Ci sono risorse sufficienti per fare sostegno?
Le risorse è chiaro, non sono infinite ma ci sono. Vanno impiegate bene con grande competenza e responsabilità. E questo non sempre avviene. Dipende dal plesso, dalla scuola ma sopratutto dalle persone.
Che differenze ci sono tra le scuole d’infanzia e le primarie?
Intanto è bene sottolineare che all’infanzia ci sono molti meno bambini certificati.
Come mai?
Perché è più difficile riconoscere patologie nei bambini tanto piccoli. Perché si tende a certificare più avanti ma questo dipende sempre dal tipo di problema che il bambino o la bambina manifestano.

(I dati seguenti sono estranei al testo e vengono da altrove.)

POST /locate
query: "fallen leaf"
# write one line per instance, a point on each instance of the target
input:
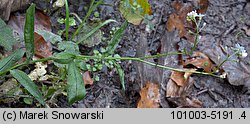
(135, 16)
(177, 20)
(173, 90)
(237, 73)
(43, 49)
(187, 102)
(150, 96)
(200, 61)
(87, 78)
(180, 78)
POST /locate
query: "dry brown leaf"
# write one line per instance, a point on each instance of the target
(180, 78)
(87, 78)
(150, 96)
(43, 49)
(201, 61)
(178, 20)
(173, 90)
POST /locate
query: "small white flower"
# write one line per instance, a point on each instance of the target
(241, 50)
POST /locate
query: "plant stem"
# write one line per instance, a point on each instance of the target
(228, 57)
(67, 19)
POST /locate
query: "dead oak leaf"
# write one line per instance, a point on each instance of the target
(174, 90)
(150, 96)
(200, 61)
(180, 78)
(177, 20)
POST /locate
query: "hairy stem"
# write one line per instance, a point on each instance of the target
(82, 57)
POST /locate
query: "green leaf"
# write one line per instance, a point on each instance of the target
(49, 36)
(121, 74)
(64, 57)
(75, 84)
(69, 46)
(67, 19)
(116, 39)
(6, 37)
(10, 61)
(135, 10)
(29, 32)
(94, 30)
(28, 84)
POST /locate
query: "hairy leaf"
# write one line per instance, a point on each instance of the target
(94, 30)
(75, 84)
(10, 61)
(6, 37)
(28, 84)
(116, 39)
(64, 57)
(67, 19)
(49, 36)
(29, 32)
(69, 46)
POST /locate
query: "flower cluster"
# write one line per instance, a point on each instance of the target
(241, 52)
(192, 15)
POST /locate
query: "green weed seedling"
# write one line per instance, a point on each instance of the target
(70, 62)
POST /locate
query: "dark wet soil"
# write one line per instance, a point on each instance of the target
(225, 19)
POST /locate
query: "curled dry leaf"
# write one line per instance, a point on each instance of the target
(87, 78)
(180, 78)
(200, 61)
(173, 90)
(43, 49)
(150, 96)
(188, 103)
(178, 20)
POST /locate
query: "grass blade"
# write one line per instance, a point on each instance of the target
(75, 84)
(10, 61)
(67, 20)
(28, 84)
(29, 32)
(121, 74)
(116, 39)
(6, 37)
(94, 30)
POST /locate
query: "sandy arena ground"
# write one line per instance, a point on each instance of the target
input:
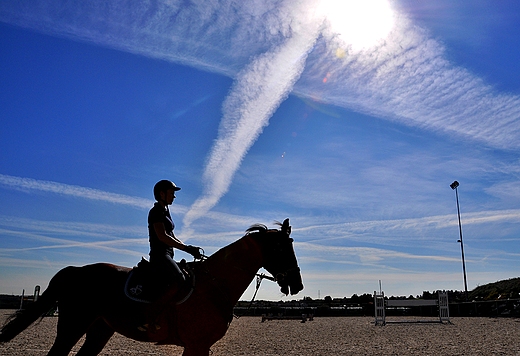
(322, 336)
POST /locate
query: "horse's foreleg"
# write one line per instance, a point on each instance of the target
(68, 334)
(97, 337)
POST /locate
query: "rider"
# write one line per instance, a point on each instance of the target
(162, 242)
(162, 238)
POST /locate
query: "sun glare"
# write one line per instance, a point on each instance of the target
(360, 23)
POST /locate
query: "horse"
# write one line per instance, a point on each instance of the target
(91, 298)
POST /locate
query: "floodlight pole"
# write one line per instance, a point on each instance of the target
(454, 186)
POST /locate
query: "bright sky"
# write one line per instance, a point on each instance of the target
(351, 121)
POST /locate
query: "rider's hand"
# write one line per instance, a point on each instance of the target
(194, 251)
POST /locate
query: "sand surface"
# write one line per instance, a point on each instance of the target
(322, 336)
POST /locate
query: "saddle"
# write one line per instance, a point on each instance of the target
(144, 286)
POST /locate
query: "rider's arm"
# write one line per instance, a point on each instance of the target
(168, 239)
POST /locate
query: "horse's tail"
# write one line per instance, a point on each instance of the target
(20, 320)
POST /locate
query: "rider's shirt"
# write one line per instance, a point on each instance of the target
(159, 214)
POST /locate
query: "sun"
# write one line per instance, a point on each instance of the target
(360, 23)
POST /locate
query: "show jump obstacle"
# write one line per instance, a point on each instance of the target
(380, 307)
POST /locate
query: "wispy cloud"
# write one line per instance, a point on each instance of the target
(257, 93)
(405, 78)
(28, 184)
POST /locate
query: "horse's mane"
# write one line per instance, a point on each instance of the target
(260, 227)
(257, 228)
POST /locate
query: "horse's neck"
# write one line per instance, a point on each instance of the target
(235, 265)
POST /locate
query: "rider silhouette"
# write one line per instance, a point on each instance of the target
(162, 239)
(162, 242)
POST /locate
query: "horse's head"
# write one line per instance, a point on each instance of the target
(279, 258)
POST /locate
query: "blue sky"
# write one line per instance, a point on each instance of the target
(352, 122)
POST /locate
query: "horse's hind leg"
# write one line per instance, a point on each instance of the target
(97, 337)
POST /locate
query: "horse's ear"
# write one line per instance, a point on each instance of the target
(286, 227)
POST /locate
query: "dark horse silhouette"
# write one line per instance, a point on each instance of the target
(91, 299)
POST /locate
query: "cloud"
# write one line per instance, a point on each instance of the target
(268, 49)
(257, 93)
(28, 184)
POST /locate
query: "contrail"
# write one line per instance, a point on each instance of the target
(257, 93)
(73, 190)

So che per certificare l’insegnante, la scuola, le istituzioni in stretto raccordo con la famiglia, devono intraprendere un percorso in cui ci si relaziona con i genitori e con figure professionali competenti. I tempi non sono brevi, per correttezza debbo dire che non lo sono per tanti validi motivi legati alla complessità che a volte la definizione di uno specifico disturbo comporta. Le dinamiche che portano all’attivazione di un percorso di certificazione sono tanto delicate e complesse ed entro queste si attivano così tante istanze legate all’emotività, alla conoscenza dei bisogni educativi complessi di un minore che spesso la relazione all’interno della rete dei servizi si mantiene in equilibrio su un filo molto delicato.